Speakers included Dr. Daniel Fabricant, director of the Division of Dietary Supplement Programs at the FDA’s Center for Food Safety and Applied Nutrition (CFSAN), and Scott Bass, head of the Global Life Sciences Team at Sidley Austin LLP. Dr. Cara Welch, NPA vice president of scientific and regulatory affairs, served as moderator. The webinar lasted about 90 minutes and included a spirited exchange between Fabricant and Bass on the important issues raised by the draft guidance. They also took questions from the audience.
NPA Executive Director and CEO John Gay said, “We are pleased that so many signed up to learn about the impact that the NDI draft guidance may have on the industry. NPA’s education session, the first in the industry, provided an excellent opportunity to hear directly from the FDA about what this guidance means and get additional perspective from industry experts.”
Gay added, “Several participants expressed concerns about how the draft guidance may affect their business. NPA is concerned that the ability of Americans to get the supplements they want and need may become more restricted. We believe it’s vital that consumers continue to have access to popular, safe dietary supplements.”

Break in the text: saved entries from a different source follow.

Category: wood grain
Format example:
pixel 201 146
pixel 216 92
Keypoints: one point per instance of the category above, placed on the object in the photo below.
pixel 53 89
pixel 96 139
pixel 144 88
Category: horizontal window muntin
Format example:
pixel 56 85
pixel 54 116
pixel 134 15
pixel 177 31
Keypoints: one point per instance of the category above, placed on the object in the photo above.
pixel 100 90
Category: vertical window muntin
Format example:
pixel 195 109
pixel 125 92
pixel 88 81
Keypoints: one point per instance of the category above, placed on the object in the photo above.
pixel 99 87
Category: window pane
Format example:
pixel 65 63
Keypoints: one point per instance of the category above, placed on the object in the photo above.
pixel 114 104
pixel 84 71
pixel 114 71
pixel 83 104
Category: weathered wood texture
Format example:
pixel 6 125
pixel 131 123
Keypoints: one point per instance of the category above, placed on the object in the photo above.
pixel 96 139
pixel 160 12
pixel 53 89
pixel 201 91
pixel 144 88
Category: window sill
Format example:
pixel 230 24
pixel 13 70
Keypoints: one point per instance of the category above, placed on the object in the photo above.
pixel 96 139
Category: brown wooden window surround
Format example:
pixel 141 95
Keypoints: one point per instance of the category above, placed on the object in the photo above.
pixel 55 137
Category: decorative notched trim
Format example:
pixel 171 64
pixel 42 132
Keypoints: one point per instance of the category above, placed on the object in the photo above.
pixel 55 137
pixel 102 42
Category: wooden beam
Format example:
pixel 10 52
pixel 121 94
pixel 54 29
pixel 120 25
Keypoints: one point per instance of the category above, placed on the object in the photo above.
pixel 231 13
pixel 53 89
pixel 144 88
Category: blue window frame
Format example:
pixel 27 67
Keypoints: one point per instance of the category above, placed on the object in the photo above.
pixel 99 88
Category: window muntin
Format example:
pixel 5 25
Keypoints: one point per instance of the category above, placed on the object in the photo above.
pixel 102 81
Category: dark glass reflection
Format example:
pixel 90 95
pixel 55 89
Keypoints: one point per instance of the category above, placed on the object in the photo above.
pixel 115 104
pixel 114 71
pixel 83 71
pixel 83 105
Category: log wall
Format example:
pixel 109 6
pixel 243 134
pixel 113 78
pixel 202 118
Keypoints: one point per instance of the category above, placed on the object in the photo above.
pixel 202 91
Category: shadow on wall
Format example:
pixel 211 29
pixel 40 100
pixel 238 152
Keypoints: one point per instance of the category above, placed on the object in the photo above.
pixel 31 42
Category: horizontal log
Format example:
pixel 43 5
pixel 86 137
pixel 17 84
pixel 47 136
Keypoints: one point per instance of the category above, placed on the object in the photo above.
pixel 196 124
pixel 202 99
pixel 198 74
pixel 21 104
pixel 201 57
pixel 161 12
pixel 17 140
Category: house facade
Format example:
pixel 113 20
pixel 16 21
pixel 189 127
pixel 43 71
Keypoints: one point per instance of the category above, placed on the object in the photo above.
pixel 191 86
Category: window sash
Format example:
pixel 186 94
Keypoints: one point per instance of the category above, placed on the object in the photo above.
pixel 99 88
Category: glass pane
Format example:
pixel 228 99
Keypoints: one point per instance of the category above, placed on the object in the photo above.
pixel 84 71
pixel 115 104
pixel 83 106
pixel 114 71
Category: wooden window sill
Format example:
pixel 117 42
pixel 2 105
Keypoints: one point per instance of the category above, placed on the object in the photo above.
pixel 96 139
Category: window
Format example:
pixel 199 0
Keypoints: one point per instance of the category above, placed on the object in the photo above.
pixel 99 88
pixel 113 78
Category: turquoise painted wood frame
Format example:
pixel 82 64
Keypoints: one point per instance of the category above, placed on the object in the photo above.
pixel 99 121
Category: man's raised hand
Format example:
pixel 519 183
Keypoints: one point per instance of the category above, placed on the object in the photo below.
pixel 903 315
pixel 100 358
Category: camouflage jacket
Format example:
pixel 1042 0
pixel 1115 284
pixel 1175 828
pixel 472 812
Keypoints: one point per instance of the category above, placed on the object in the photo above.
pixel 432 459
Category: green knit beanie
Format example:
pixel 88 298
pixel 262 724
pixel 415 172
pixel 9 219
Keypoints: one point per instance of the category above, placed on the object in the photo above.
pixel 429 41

Some key quotes from the webinar:
Dr. Daniel Fabricant: “The FDA estimates there are about 55,600 dietary supplements on the market, yet we’ve only received 700 NDIs in the past 16 years, approximately 50 NDIs per year…We believe, as I hope the industry believes, that consumers should have access to supplements that meet quality standards, that are free from contamination, accurately labeled, and that, especially for new ingredients, have an assurance of safety.”
“I think it’s been clear that people should have kept records. Again, there is a definition in DSHEA of when that time signature started…The best policy is for any company to maintain its own records confirming long term use of an ingredient.”
Scott Bass: “I think everybody has had the reaction that this document elevates NDI submission to the food additive or GRAS levels. There are problems inherent in that…A great concern that I have, and I think that exists, is that we may be condemning products that have been on the market for almost 20 years that people have presumed to be legal, other than your basic vitamins and minerals. It could be that every product is in play.”
“There just aren’t records for a lot of these ingredients and that was known at the time. If you got in before October 1994 with no known safety problems, you were grandfathered in. That’s where we thought things were until the last couple of years. The industry is surprised that what they thought were acceptable products for 15-20 years now might be on the block.”